As a service to our readers, every day we are delivering a classic moment from the political life of Newt Gingrich —until he either clinches the nomination or bows out.
If you want to understand Newt Gingrich, start with what’s on his book shelf. That’s his advice, anyway. He assigned a reading list to his Republican caucus in 1995, and he peppers his speeches with references to writers like French existentialist Albert Camus. And as Connie Bruck explained in her epic 1995 New Yorker profile, Gingrich was particularly influenced by a novel about a 17th-century Japanese samurai named Toranaga:
[Former campaign manager Carlyle] Gregory also said that in 1978 Gingrich was reading the novel Shogun by James Clavell, and that a major character—Toranaga, a seventeenth-century samurai warlord—had a powerful influence on him. [Gingrich’s friend] Daryl Conner, too, told me that Toranaga was a critical model for Gingrich. The book is a narrative of Toranaga’s quest for the absolute power of shogun.
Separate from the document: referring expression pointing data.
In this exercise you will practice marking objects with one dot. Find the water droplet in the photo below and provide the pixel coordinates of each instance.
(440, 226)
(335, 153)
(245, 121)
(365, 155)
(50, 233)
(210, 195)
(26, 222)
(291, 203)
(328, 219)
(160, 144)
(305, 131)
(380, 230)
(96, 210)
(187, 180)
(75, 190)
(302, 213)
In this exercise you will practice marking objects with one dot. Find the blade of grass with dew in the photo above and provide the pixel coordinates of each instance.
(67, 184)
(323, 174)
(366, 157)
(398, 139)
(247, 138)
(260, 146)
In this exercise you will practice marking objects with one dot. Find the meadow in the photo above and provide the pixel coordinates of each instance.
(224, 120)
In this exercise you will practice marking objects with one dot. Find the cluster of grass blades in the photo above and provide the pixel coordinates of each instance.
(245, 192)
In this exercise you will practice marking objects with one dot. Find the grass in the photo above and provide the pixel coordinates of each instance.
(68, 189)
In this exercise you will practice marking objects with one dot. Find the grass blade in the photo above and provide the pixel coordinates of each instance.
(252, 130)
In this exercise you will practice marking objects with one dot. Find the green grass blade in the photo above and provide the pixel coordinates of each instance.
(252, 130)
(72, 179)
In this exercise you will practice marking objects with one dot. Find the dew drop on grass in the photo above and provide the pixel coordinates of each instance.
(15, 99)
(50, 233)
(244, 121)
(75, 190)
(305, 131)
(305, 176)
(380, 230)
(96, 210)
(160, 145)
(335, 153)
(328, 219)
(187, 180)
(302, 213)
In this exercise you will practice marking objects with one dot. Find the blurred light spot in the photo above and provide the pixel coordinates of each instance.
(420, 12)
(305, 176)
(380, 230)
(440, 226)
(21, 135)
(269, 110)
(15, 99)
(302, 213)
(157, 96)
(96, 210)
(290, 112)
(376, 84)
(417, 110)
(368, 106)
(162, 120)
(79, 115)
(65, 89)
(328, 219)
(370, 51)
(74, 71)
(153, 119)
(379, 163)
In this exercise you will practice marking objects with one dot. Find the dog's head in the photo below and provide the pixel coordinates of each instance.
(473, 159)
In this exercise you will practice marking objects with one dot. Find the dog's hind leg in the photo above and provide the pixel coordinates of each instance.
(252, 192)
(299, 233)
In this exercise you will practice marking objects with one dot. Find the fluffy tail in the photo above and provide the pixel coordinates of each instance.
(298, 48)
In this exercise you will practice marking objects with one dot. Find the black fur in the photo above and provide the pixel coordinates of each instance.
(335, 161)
Throughout the book, Toranaga, who confides in no one, violently repudiates the suggestion of his most loyal followers that he should seek to become shogun, even calling it “treason.” Yet, through his study of individuals’ psychology, his patience in listening, his system of punishment and reward, his establishment of an elaborate information network of spies, and his talent in projecting a wholly false self-image (he is an accomplished Noh actor), Toranaga is able to use, manipulate, and deceive all who come in contact with him; thus, in the end, he achieves his goal.
It gets better:
He will become shogun, and, moreover (this the reader learns at the very end), it has also long been Toranaga’s long-held secret plan to rid Japan of white people.
What if Gingrich is so outside our comprehension that only if you understand Japanese, anti-colonial behavior, can you begin to piece together his behavior?